Aan de Voorzitter van de Tweede Kamer der Staten-Generaal

Den Haag,

9 mei 2005

Tijdens het Algemeen Overleg met de Vaste Commissie voor Justitie d.d. 9 maart 2005 over adoptie door homoparen (28 457/26 672, nr. 22) heb ik toegezegd in een brief nader in te gaan op de overwegingen die ten grondslag liggen aan mijn voornemen de wet in dier voege te wijzigen dat het voor de vrouwelijke partner van de moeder mogelijk wordt om het kind van haar partner ten tijde van de geboorte te adopteren. Tevens heb ik toegezegd nog schriftelijk te zullen reageren op de opmerking van de heer Luchtenveld dat bij deelbemiddeling uit de Verenigde Staten (hierna: VS) ná de goedkeuring van een contact aldaar, de eis is gesteld dat eerst drie adoptiebureaus het kind in eigen land moeten hebben aangeboden voordat interlandelijke adoptie aan de orde kan zijn. Graag voldoe ik met deze brief aan deze toezeggingen.

Tijdens het Algemeen Overleg is voorts het stelsel van leeftijdscriteria aan de orde gekomen. Graag maak ik van de gelegenheid gebruik in deze brief nader toe te lichten welke overwegingen ik heb ten aanzien van handhaving van de algemene leeftijdsgrens van 46 jaar voor adoptiefouders.

Alvorens op bespreking van deze onderwerpen in te gaan nog het volgende. Tijdens het Algemeen Overleg heb ik aangekondigd voornemens te zijn de Wet opneming buitenlandse kinderen ter adoptie (Wobka) open te stellen voor adoptie door paren van gelijk geslacht. Daarnaast heb ik in mijn brief van 21 februari jl. waarin ik vragen betreffende adoptie door een homopaar heb beantwoord (Kamerstukken II 2004–2005, 28 457, nrs. 20 en 21) aangekondigd de verzorgingstermijn bij éénouderadoptie (artikel 228, eerste lid, onder f, van Boek 1 van het Burgerlijk Wetboek) te verkorten van drie naar één jaar. Op deze wijze wordt de lengte van de totale procedure voor interlandelijke adoptie door paren van gelijk geslacht verkort.
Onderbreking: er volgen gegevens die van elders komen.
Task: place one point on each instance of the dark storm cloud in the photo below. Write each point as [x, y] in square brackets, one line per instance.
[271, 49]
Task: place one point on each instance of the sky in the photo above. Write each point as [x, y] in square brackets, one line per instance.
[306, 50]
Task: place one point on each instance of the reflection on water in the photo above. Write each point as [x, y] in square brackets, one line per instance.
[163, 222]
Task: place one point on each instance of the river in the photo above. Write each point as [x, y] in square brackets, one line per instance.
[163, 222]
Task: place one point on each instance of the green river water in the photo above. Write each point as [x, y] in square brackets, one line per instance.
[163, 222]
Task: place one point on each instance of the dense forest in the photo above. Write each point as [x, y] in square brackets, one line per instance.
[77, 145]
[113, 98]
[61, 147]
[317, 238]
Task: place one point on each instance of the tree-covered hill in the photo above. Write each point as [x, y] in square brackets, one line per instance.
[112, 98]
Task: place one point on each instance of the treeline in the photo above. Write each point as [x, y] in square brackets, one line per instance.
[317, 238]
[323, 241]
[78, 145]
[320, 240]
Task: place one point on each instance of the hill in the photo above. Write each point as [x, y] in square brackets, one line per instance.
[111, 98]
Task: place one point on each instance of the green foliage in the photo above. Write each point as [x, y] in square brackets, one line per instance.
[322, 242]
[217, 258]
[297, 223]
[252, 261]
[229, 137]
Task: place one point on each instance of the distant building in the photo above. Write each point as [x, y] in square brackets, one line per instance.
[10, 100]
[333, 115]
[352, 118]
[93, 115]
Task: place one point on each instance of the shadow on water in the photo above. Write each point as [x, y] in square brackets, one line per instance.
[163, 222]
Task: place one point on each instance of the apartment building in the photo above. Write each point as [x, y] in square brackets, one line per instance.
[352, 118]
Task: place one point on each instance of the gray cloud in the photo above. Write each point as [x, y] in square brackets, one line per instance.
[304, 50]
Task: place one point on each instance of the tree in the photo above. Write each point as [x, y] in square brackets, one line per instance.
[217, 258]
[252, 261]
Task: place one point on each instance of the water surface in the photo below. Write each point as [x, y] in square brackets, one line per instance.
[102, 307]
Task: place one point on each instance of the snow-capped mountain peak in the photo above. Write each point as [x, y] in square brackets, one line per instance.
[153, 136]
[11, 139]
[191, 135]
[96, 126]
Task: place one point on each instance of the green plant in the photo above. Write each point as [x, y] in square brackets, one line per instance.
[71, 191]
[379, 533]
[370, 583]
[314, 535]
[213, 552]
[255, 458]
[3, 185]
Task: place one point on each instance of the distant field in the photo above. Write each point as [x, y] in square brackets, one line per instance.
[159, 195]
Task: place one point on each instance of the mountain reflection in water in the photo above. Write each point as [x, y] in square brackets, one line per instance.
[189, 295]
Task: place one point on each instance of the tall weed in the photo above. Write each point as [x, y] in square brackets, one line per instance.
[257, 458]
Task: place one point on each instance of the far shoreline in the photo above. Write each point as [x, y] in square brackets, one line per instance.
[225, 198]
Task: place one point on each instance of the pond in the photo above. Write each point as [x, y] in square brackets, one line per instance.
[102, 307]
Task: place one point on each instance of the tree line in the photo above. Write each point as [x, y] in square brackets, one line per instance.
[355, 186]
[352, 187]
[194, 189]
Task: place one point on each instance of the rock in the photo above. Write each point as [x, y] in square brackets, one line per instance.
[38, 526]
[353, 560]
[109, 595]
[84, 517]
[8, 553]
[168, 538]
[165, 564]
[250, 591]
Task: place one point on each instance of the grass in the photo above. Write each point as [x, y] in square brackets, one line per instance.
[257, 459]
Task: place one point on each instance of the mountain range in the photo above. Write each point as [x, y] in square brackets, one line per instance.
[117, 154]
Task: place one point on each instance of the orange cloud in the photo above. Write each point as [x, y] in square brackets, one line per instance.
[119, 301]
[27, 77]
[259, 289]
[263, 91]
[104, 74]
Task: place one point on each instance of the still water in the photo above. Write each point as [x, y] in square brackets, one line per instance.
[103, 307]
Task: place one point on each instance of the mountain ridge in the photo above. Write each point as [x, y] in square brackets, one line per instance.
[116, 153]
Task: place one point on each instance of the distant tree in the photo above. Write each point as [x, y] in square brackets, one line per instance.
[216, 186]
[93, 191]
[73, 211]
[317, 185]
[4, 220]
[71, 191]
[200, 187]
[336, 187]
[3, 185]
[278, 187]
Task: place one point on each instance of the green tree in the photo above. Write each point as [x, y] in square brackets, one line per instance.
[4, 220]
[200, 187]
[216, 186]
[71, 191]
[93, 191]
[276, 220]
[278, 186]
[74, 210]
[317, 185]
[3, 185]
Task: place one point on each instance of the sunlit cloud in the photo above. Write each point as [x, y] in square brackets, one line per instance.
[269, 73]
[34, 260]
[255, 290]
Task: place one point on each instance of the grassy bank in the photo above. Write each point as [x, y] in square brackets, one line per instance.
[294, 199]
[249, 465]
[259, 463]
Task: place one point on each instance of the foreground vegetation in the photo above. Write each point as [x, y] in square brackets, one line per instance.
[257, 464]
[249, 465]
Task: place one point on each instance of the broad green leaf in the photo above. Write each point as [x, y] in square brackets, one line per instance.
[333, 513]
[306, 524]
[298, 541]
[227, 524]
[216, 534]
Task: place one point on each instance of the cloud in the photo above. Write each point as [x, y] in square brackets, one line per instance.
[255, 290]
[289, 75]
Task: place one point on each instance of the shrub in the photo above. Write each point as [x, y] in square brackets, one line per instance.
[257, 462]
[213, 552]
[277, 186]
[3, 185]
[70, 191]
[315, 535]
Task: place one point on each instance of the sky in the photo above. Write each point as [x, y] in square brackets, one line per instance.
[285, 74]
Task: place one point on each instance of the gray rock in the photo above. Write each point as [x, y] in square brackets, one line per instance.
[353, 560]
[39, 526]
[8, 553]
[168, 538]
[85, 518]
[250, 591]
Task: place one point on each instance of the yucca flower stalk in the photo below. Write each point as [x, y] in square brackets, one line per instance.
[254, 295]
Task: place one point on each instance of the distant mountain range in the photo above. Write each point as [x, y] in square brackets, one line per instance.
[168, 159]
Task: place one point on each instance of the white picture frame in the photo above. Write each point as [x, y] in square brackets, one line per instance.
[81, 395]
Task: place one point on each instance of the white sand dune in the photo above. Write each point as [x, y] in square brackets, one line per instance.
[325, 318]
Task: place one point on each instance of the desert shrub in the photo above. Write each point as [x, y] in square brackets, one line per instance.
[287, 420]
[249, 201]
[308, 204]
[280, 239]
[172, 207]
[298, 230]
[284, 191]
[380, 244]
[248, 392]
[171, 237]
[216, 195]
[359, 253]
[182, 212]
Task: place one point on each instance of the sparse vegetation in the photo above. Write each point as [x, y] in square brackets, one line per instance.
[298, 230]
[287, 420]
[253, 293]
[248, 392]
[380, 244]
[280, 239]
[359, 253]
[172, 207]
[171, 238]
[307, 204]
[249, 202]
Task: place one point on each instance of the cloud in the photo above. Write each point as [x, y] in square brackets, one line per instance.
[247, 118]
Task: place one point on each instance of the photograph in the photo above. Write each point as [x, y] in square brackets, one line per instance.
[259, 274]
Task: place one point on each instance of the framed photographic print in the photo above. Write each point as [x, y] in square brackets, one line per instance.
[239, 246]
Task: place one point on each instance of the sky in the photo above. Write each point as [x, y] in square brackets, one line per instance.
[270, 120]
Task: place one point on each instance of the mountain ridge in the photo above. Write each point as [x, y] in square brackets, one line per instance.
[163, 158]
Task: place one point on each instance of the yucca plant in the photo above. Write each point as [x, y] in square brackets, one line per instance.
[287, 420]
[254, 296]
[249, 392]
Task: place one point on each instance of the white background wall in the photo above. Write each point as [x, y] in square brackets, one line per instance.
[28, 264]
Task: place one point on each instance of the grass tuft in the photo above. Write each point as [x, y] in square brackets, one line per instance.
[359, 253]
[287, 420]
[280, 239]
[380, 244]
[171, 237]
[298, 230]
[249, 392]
Tot slot heb ik in mijn brief van 24 december 2004 ter beantwoording van enkele vragen over afstammingsrechtelijke gelijkstelling van kinderen geboren binnen een relatie van twee vrouwen (Kamerstukken II 2004–2005, 26 672 en 26 673, nr. 15) voorgesteld om de termijn van samenwoning van drie jaar in artikel 227, tweede lid, tweede zin, van Boek 1 van het Burgerlijk Wetboek te schrappen, zodat adoptie door de vrouwelijke partner van de moeder reeds ten tijde van de geboorte kan plaatsvinden.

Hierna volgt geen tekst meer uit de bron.